The theatre’s first production was Kalidasa’s Shakuntala, the story of the daughter of the sage Vishwamitra from the Mahabharata. The music for the ballet was composed by the legendary musician Hazrat Inayat Khan, who was the founder of the Sufi order in Europe. Khan lived in Russia until the outbreak of the First World War.

Shakuntala by Hazrat Inayat Khan (1993). Source: Sergey Moskalev/YouTube

Muscovites got a taste of India’s age-old tradition of cultural pluralism, with a Muslim musician composing the music for a story from a Hindu epic.

“The performance was the talk of the town and the theatre became an instant success after the premiere,” says Ivan Griko, a historian who is writing a book on Inayat Khan and his St Petersburg-born daughter Noor Inayat Khan (one of the great spies for the Allies in World War II). “By this time, Nicholas Roerich was already famous among the intelligentsia, and there was a strong interest in the mystical and fairy tale land of India,” he adds.

Scholar of Hinduism and Buddhism

Griko says interest in India peaked in the late 19th century in Moscow and St. Petersburg but most academicians and intellectuals had to rely on the works of Europeans such as Max Mueller, although Leo Tolstoy referred to Hindu texts in his works.

One of the first Russians to attempt translations of Sanskrit and Pali texts was Pavel Boulange, a writer and translator, who was a follower of Tolstoy.

In 1911, he wrote ‘The Life and Times of Siddharta Gautam Buddha,’ based on translations from Pali texts. Boulange was also a publisher and was entrusted with the task of publishing a Russian version of Max Mueller’s  ‘Sacred Books of the East.’ This edition was supposed to include the Vedas and Upanishads.

Boulange “expressed dissatisfaction with Max Mueller’s rendering of the Vedas,” Ganga Ram Garg wrote in his book ‘World Perspectives on Swami Dayananda Saraswati.’

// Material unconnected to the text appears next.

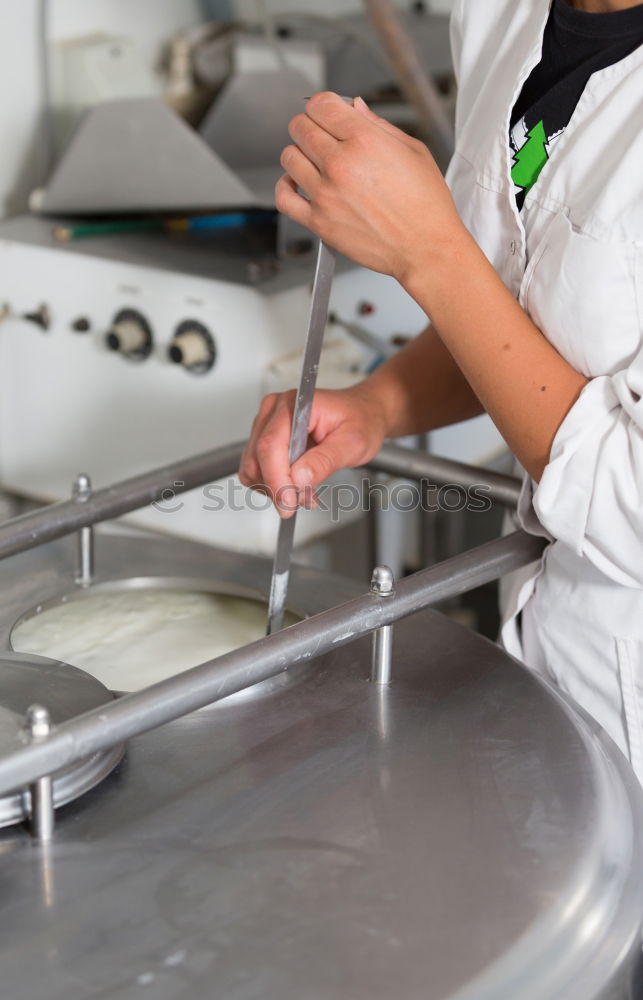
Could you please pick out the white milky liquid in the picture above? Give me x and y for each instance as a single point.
(130, 639)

“What struck me in Max Mueller’s translation was a lot of absurdities, obscene passages and a lot of what is not lucid…,” Boulange is quoted as saying in Garg’s book.  “As far as I can grasp the teaching of the Vedas, it is so sublime that I would look upon it as a crime on my part if the Russian public became acquainted with it through the medium of a confused and distorted translation, thus not deriving for its soul that benefit which this teaching should give to the people.”

The Bolshevik Revolution came in the way of Boulange personally writing about the great Hindu texts. “The communists were suspicious of his religious leanings and what he would publish,” says Griko.

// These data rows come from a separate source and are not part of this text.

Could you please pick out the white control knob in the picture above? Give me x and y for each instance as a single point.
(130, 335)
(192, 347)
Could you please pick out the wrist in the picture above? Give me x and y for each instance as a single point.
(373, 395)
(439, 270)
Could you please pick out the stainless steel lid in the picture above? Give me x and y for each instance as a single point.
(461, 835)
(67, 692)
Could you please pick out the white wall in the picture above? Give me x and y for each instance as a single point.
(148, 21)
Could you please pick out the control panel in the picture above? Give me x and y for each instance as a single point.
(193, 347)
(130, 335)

Yoga in Stanislavsky’s studio

Russian theatre director Konstantin Stanislavsky was passionate about yoga and taught his students the Indian physical, mental and spiritual disciplines.

Stanislavsky’s system, which also called for artists to practice yoga, influenced modern drama theatre around the world.

In this gem of an article, my old friend Konstantin Fets wrote that Stanislavksy used pranayama exercises to develop actors’ creative well-being, including a count for inhaling-exhaling and holding the breath.

“Stanislavsky’s preoccupation with yoga only rose in the years immediately following the 1917 Revolution, when he studied the connections between actors’ psychological and motor and physical conditions,” according to Fets.

Almost a hundred years later, yoga seems to be Moscow’s biggest connection with India. The Russian capital has 268 yoga studios, and more than 3000 people turned up at the Sokolniki Park last year on International Yoga Day.

“Despite being clearly Euro-centric, many Russian intellectuals and artists in the early 20th considered India the cradle of civilization,” says Griko, who is also looking to unearth more proof of turn the century Moscow’s fascination with India, by going through an endless list of archives.

Tailpiece

All it takes is ten minutes with an Indologist in Russia to really understand how deep the connections between our two countries actually are. A misguided perception is India is that the great political and personal ties between the countries are the result of Cold War geopolitics.